Weaving our way through thin streets splashed in street art, we follow the black street sign that points us down Henry Street. The cab driver stops next to a four-storey rustic maroon building with small windows, points towards what looks like a café. “That’s number 5 girl,” he yells over his left shoulder.

The front of the building has seen its share of graffiti, but of the artistic kind. I marvel at a large mural of a dear and a wolf connecting paws in a warm embrace. There’s a glass table in front of the wall. Unsure of its purpose, I question why it needs a purpose. Indifference is celebrated here. Things don’t have to make sense. Up on the top left of the wall is a website, I’m guessing the artists. That’s the thing about street art in Brooklyn; it’s just that – art, not graffiti.

I knock on the black steel door covered in old Pokémon stickers. “Hey Aussie, I’m Tag!” the man says as he greets me with open arms, literally. “Welcome to Brooklyn. The only rule I have is to keep the art and sculptures where they are – everything else is fine by me,” he beams. He’s wearing an unbranded teal tee, black jeans and torn khaki coloured converse. His hair is short but his beard is long, and he’s got the kind of white blue eyes that would have got him places in his 40 something year life.

His loft is everything I’d imagined – exposed brick walls, a fireplace, the utensils out on the kitchen wall for display, dark brown guitar hanging from his lounge room wall, and prints filling most of the spaces. But the best thing about the place can’t sell the space in a picture – Tag.

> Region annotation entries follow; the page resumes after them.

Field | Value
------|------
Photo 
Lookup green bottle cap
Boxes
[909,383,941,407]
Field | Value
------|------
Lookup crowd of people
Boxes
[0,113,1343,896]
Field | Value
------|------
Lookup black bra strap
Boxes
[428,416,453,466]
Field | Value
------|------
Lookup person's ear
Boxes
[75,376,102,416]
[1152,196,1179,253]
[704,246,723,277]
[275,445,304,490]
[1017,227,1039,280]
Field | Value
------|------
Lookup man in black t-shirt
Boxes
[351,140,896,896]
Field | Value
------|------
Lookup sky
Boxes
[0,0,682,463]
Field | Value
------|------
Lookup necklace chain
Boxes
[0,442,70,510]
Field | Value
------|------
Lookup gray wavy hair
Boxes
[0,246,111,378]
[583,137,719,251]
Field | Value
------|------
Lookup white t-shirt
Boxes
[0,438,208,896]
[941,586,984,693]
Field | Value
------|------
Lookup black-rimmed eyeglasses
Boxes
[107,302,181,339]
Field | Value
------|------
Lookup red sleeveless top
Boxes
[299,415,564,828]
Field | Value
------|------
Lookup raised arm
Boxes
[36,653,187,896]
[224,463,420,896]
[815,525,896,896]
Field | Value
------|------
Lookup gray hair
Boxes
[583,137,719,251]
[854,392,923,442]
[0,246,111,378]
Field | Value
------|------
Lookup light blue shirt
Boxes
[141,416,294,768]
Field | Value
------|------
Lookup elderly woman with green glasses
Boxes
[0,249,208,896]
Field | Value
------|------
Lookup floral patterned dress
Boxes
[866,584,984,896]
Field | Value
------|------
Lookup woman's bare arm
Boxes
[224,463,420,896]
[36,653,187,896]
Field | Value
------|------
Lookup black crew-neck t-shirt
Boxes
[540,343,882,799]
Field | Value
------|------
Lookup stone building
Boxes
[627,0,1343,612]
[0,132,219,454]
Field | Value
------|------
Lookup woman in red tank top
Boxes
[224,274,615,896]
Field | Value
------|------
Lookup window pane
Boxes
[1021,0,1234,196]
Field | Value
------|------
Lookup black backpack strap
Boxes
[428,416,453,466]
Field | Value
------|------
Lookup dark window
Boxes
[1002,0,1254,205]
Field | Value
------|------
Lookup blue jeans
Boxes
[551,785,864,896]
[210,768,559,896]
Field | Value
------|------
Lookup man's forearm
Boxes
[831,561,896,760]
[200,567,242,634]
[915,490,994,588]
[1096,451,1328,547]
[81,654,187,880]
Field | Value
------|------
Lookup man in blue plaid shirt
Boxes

“So I know why you chose my loft – the roof deck,” Tag laughs cheekily – the kind of laugh from his eyes. “Grab a beer from the fridge and let’s go up.” A Brooklyn Lager cold in hand, I run up the swivel staircase to catch up to Tag. I find him lazing out on the first of the mismatched couches, logistically positioned for the best views of the city. A view of a closer building with “punks never die” in red paint reminds me I’m in Brooklyn.